The rule that stops students from applying to both the universities of Oxford and Cambridge in the same year could amount to a breach of competition law by restricting consumer choice, experts have suggested.
The Ucas rule means that the two universities do not compete over the same students after applications have been submitted. No other UK institutions have such agreements with each other.
Speaking privately to Times Higher Education, several scholars of competition law said the rule could be challenged.
And they suggested that another Ucas rule – that of restricting prospective undergraduates to five choices of institution – could also be challenged under competition law.
Looking at the Oxbridge applications rule, Dennis Farrington, visiting fellow at the Oxford Centre for Higher Education Policy Studies and co-author of The Law of Higher Education, said that there “may be an element of uncompetitive practice here given the pre-eminence of those universities and their domination of the market”.
However, he added that he would “not like to stick my neck out and say this is definitely the case”.

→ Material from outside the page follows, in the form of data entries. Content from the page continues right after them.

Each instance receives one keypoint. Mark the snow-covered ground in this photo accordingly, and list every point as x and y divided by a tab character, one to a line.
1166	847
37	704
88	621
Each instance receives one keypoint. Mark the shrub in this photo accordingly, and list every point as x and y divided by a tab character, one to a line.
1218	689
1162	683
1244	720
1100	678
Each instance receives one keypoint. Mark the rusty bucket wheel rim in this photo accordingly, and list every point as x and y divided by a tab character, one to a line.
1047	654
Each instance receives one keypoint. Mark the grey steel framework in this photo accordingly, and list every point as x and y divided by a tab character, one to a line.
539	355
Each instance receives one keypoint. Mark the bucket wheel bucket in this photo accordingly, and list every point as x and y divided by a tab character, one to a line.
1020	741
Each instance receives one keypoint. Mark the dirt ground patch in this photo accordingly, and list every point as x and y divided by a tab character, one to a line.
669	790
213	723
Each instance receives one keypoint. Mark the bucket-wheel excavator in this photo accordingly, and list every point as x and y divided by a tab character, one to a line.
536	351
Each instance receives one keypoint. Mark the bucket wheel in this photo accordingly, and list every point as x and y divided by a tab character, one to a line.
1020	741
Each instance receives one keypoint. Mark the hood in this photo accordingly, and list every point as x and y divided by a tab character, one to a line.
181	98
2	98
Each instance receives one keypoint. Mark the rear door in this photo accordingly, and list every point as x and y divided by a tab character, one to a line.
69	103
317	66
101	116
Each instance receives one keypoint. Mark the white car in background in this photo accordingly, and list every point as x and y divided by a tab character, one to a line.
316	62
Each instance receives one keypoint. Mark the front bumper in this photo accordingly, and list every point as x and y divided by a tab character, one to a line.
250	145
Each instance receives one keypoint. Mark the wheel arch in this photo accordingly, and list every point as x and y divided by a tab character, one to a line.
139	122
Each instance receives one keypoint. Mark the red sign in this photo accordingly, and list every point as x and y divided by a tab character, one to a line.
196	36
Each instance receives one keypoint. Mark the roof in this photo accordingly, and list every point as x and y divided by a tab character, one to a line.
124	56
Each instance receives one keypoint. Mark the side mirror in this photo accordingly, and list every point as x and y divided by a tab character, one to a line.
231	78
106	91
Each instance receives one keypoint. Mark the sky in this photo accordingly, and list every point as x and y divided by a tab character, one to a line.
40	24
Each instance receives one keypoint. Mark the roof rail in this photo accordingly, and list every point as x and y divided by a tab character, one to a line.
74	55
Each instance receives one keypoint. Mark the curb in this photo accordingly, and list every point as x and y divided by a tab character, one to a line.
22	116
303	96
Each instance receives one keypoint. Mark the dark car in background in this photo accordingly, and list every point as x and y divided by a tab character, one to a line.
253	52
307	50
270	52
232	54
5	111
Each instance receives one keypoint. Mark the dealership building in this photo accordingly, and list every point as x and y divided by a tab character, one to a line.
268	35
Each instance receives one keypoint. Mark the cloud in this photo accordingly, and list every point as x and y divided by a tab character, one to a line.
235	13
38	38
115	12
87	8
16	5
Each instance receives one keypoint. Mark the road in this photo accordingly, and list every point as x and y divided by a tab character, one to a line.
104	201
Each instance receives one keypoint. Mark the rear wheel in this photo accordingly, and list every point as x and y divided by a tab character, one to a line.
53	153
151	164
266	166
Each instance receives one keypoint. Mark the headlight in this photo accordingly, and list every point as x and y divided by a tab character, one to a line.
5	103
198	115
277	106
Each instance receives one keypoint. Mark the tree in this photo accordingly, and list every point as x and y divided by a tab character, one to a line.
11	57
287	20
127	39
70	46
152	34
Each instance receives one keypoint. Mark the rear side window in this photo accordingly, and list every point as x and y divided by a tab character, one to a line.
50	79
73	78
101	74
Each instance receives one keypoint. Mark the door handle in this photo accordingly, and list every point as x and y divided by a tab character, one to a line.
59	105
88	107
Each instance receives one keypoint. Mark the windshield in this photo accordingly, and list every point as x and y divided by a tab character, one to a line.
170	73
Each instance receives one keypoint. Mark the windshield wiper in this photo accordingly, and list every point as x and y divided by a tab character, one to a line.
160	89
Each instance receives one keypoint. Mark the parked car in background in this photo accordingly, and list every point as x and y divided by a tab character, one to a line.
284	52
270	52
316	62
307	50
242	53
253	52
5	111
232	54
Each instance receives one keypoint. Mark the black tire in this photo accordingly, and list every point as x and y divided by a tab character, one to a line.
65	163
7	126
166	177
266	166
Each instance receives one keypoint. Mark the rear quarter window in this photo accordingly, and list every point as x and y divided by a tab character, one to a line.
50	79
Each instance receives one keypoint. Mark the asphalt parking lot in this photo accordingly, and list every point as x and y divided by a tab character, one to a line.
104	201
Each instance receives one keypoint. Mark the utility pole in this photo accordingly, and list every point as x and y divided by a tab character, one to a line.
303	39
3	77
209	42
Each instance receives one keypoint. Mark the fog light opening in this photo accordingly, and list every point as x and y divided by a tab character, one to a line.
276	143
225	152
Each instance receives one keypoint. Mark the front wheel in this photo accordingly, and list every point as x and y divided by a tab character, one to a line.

Speaking generally, Christopher Townley, senior lecturer in international competition law and regulation at King’s College London, said that competition law “does have lots of implications in universities we haven’t thought through”.
He added that universities were likely to be subject to competition law in terms of applications, as this related to the buying and selling of services.
Competition law, as established in European Union statutes and incorporated into UK law, targets “undertakings” – defined as any entity engaged in an economic activity – a category more likely to cover universities since tuition fees rose and direct state funding fell.
Ucas, a limited company, could be affected by competition law as an “association of undertakings”. It has already cited competition law in withholding figures on institutions’ 2013 applications.
The key section of EU law prohibits “all agreements between undertakings, decisions by associations of undertakings and concerted practices…which have as their object or effect the prevention, restriction or distortion of competition”.
Dr Townley said that UK and EU laws both state that undertakings “mustn’t limit or control markets and…mustn’t interfere with markets or sources of supply”.
But he added that “anti-competitive procedures can sometimes have a defence”, especially where they benefit consumers by, for example, lowering the price or improving the quality of a service.
A University of Oxford spokesman said that trying to widen its pool of students while choosing between “exceptionally strong candidates” would be “made significantly more difficult if the rule of combination was removed and applications increased sharply”.
A University of Cambridge spokeswoman said: “The rule benefits students by accommodating the university’s holistic admissions selection process, which is central to our commitment to fair admissions and enables students from all backgrounds to demonstrate their potential.”
Both Oxford and Cambridge students’ unions gave strong support to the rule, saying it aided fair access.
A Ucas spokesman said that the Oxford-Cambridge applications arrangement “was put in place at their behest in the 1980s, when both were members of Ucca [the Universities Central Council on Admissions, which was later merged into Ucas]”.
The spokesman added that Ucas “considers that all of its practices, including those relating to admissions to Oxford and Cambridge, fully comply with all applicable laws, including competition law”.